Data set columns with headers matching property names will be mapped automatically.
Mapping a simple property
To map a simple property to a column, select the appropriate column from the dropdown menu under the property name in the form on the left.
Mapping an entity property
To map an entity property to a column, first select the appropriate column from the dropdown menu under the property name in the form on the left. Then, use the dropdown menu labelled Find by to choose the entity property that should be used to match the record based on the value in the data set.
Only unique properties show up in the Find by menu to ensure the correct record is resolved.
Using a constant value
To use a constant value, enable the switch labelled Use a constant value located below the property’s dropdown menu. This will replace the dropdown with an input field where a default value can be entered.
- A property mapped to a data set column
- A property set to a constant value
Validating the Data Set
The third step in the import process is validation. Once all required properties have been configured, the data set can be validated by clicking the Validate data set button.
Depending on system load and the size of the data set, the validation process may take some time.

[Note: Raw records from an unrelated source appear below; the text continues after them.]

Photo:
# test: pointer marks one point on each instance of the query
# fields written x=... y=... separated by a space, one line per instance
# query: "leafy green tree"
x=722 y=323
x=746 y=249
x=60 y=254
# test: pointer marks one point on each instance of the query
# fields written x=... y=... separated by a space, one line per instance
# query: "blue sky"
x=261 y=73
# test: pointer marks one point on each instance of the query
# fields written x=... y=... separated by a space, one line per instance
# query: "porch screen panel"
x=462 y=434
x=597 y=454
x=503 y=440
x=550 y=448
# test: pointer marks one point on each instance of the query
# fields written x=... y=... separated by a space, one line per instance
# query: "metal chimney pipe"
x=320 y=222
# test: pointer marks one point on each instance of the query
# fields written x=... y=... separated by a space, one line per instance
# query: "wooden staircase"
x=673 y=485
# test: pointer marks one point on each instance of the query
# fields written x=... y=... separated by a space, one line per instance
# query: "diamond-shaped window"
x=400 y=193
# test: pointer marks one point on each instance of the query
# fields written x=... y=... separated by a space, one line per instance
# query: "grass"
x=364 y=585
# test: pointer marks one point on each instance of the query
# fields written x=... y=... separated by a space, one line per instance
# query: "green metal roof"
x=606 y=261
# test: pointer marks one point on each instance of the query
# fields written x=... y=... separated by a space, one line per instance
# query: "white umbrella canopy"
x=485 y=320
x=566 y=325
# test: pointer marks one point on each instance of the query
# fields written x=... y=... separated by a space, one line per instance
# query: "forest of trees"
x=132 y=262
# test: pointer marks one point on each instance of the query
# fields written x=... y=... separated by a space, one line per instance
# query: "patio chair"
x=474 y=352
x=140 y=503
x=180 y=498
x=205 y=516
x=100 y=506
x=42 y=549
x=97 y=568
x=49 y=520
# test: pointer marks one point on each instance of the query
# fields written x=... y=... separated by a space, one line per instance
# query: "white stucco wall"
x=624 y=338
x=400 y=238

If the data set contains errors (such as missing or incorrectly formatted values, unresolved entities, or conflicting unique constraints) or warnings, additional tabs will appear next to the Data Set Preview tab, showing:
- Errors: A detailed list of all errors
- Errored rows: All rows that produced errors
- Warnings: A detailed list of all warnings
These lists can be exported as CSV files for further processing by clicking the Export toolbar action in the relevant tab.
There are three ways to address errors in a data set:
- Edit the data set
- Clicking this button will reveal a text editor where you can manually edit the data or replace the file
- Cancel the import and start over with a clean data set
- Ignore records with errors and proceed with the valid ones
If the data set is free of errors, the property mapping form will be locked, allowing you to review the mappings before confirming.
Reviewing the Loaded Data
The final step in the import process is reviewing the imported records. After confirming a valid Load Set or choosing to proceed with only valid records from an invalid one, the imported data will be displayed in a grid that can be filtered and sorted for inspection.
Specific actions may be available in this view depending on the type of data imported.
Deleting all records created by a Load Set
All records from a Load Set can be deleted by clicking Undo Import in the final step of the import process, provided none of the records are in use elsewhere in the system. Undoing an import resumes the process at the mapping step, including any previously ignored rows, allowing mappings and data to be modified as needed. The data set will undergo validation again even if no modifications were made.
Finding Load Sets
A list of Load Sets for a given type of data can usually be found close to the view where the import process was started. Click a Load Set in the list to open the importer and continue mapping, edit the data set or undo the import.
The management of Locations in the system is done in the Administration section. All related Load Sets can be found in the tab next to the list of Locations.